Lessons from his life: * When Hezekiah heard that the enemy had captured parts of his Kingdom he prayed (2 Kgs 19:1,14-19). In desperation, yet with faith, he asked for help and for God to be vindicated “so that all Kingdoms on earth may know that you alone, O Lord are God”. This request was not just for physical relief for the nation of Judah, but that God would be glorified as other nations observed the victory. Is fervent prayer my initial response to bad news? Do I selfishly just pray for my own release from the trying situation or that God will also be praised and recognised?

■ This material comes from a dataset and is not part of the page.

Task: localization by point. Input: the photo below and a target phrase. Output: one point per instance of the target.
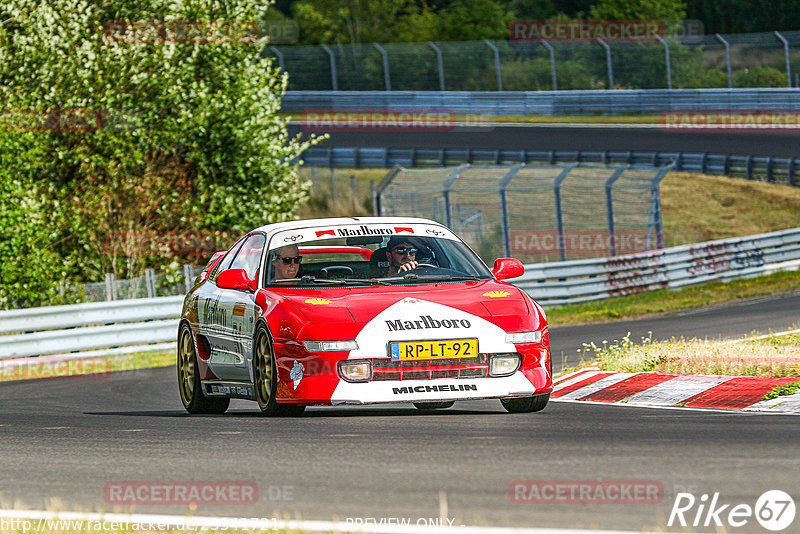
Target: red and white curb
(745, 393)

* He stated that Judah had God’s greater power with them, while their enemies only relied on their natural ability (2 Chr 32:7,8). We need to remind ourselves, and encourage those who feel disheartened, of the ‘real’ facts – in Christ we are more than conquerors, for greater is He who is in us than he is in those who don’t love Christ (Rom 8:37; 1 Cor 15:57; 1 Jn 4:4).
* He reinstated the practice of tithing, as an aspect of worship (2 Chr 31:2-6). He not only instructed this to be done, he practiced what he preached! Do I give a generous portion of my income to God’s Kingdom? How different the effectiveness of world missions would be if all believers consistently contributed to the cause of Christianity. Our lifestyle should be marked by giving as well as receiving. Many people suggest others should do such and such, yet fail to follow their own advice.
* He worked wholeheartedly and took specific drastic action to destroy all objects of idolatry that were turning the hearts of the people away from God (2 Kgs 18:4; 2 Chr 31:20,21). “I’ve always tried to obey you and to please you in everything I do” (2 Kgs 20:3). Does this reflect my attitude and way of life? Never consider you have reached the pinnacle of your experience and work with and for God. There are numerous people that God still wants to be positively impacted through your life and testimony.
* He became seriously ill and was told to set his affairs in order as he was about to die. Hezekiah fervently prayed, asking God to be merciful and to remember all the good he had done, and God graciously extended his life for another 15 years (2 Kgs 20:1-7). However, soon after this, he rashly showed all his wealth to the heathen Babylonians. Isaiah rebuked him for this act and stated that all that he had shown would one day be taken away by that conquering nation, along with his descendants (Isa 39:5-7). It was also after his illness that he fathered the heir to Judah’s throne, Manasseh, who would become the most evil king ever to reign in Judah (2 Kgs 20:21-21:17). Thus, pressuring God to receive his answer to prayer was counterproductive as this request was not God’s will. God’s eternal purpose and divine will never change but His permissive will can vary according to how we negotiate with God. When we clearly know God’s will we should not try to force a different response, but ask for the grace to be submissive (Mt 26:39).
* Our past commendable record of obedience and living for God does not remove the possibility of future disobedience and unwise decisions. Satan is always on the lookout for a vulnerable area of weakness that he can take advantage of so we should always be alert and living in close relationship with God to prevent us from stepping outside the security He provides (1 Pet 5:8; 2 Pet 3:17).